Arcana#

Arcana (Abstraction of Repository-Centric ANAlysis) is an informatics framework for analysing datasets “in-place”, i.e. pulling data from a data store to a (typically neighbouring) computing resource, performing computations on the data, and then uploading the processed data back to the store alongside the original data. Arcana has been designed to address many of the challenges typically faced when analysing large medical-imaging projects, but should make your life easier no matter the size of your dataset or field of study!

Data store interactions are abstracted by modular handlers, making worklows portable between different storage systems. Other tedious aspects of workflow design, such as iteration, file-format conversions and management of provenance data are also abstracted away from the designer, enabling them to focus on the core logic of the analysis to be implemented.

Arcana’s approach has several advantages over typical workflow design, particularly when analysing large datasets:

  • Derivatives are kept in central location, avoiding duplication of processing

  • Incremental processing facilitates manual-QC of intermediate products at key milestones in the workflow (e.g. brain masks)

  • Abstraction of implementation details promotes development of shared workflow libraries, which can be refined over time to capture the domain-specific arcana of data analysis (the obscure knowledge required to apply an appropriate combination of tools and parameters to analyse complex datasets).

The Arcana framework can be broken down into four conceptual layers:

  • Core layer - abstract base classes and core pipeline logic

  • Infrastructure layer - Repository system connectors, file formats and data structures

  • Processing layer - Preprocessing pipelines and methods to derive standard markers

  • Analysis layer - Statistical analysis methods and study-specific customisations


Arcana layer structure

The core and infrastructure layers are largely developed by the main Arcana developer team (see Authors). Processing layers for neuro-MRI and molecular imaging are being developed as part of the Australian Imaging Service in the core pipelines repository. Since the analysis layer is typically study-specific, it is often left to the end user to implement (noting that outputs from the processing layer can be used directly if desired)

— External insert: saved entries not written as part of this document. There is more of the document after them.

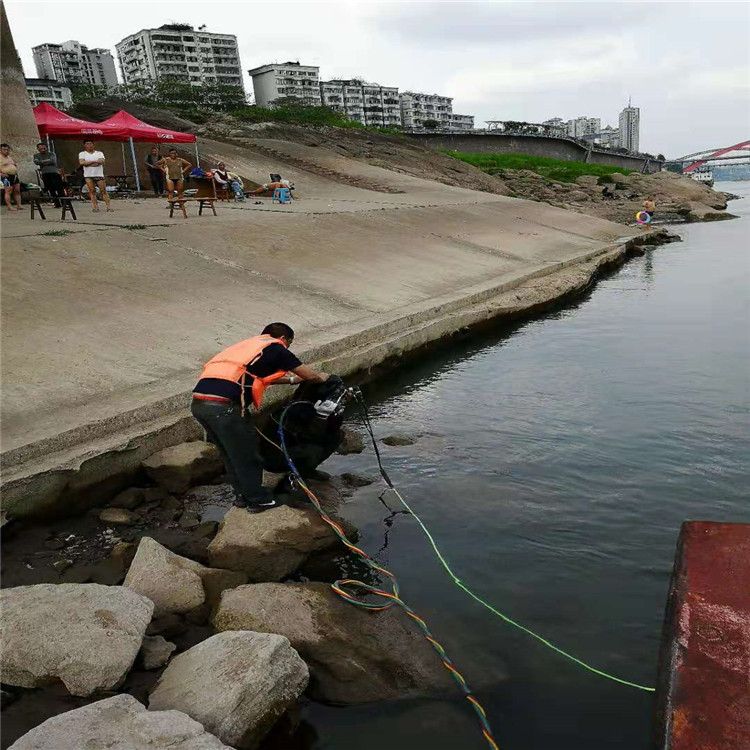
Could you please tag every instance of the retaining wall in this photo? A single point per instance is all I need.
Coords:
(547, 146)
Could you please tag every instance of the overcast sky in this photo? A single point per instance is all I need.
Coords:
(685, 64)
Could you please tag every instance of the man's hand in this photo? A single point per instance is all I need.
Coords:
(307, 373)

Although designed to efficiently handle the requirements typical of medical imaging workflows (i.e. manipulation of file-based images by various third-party tools), at its core, Arcana is a general framework, which could be used to design analyses in any field. If you do end up using Arcana in a different domain please post an issue about it in the issue tracker to let us know!

Arcana also includes tools for deploying pipelines in Docker images that can be run in XNAT’s container service (BIDS apps support is planned in the future) . These tools can be used to maintain continuous integration and deployment of pipeline suites (see Australian Imaging Service Pipelines).


Note

For the legacy version of Arcana as described in Close TG, et. al. Neuroinformatics. 2020 18(1):109-129. doi: 10.1007/s12021-019-09430-1 please see https://github.com/MonashBI/arcana-legacy. Conceptually, the legacy version and the versions in this repository (version >= 2.0) are similar. However, instead of Nipype, versions >= 2 use the Pydra workflow engine (Nipype’s successor) and the syntax has been rewritten from scratch to make it more streamlined and intuitive.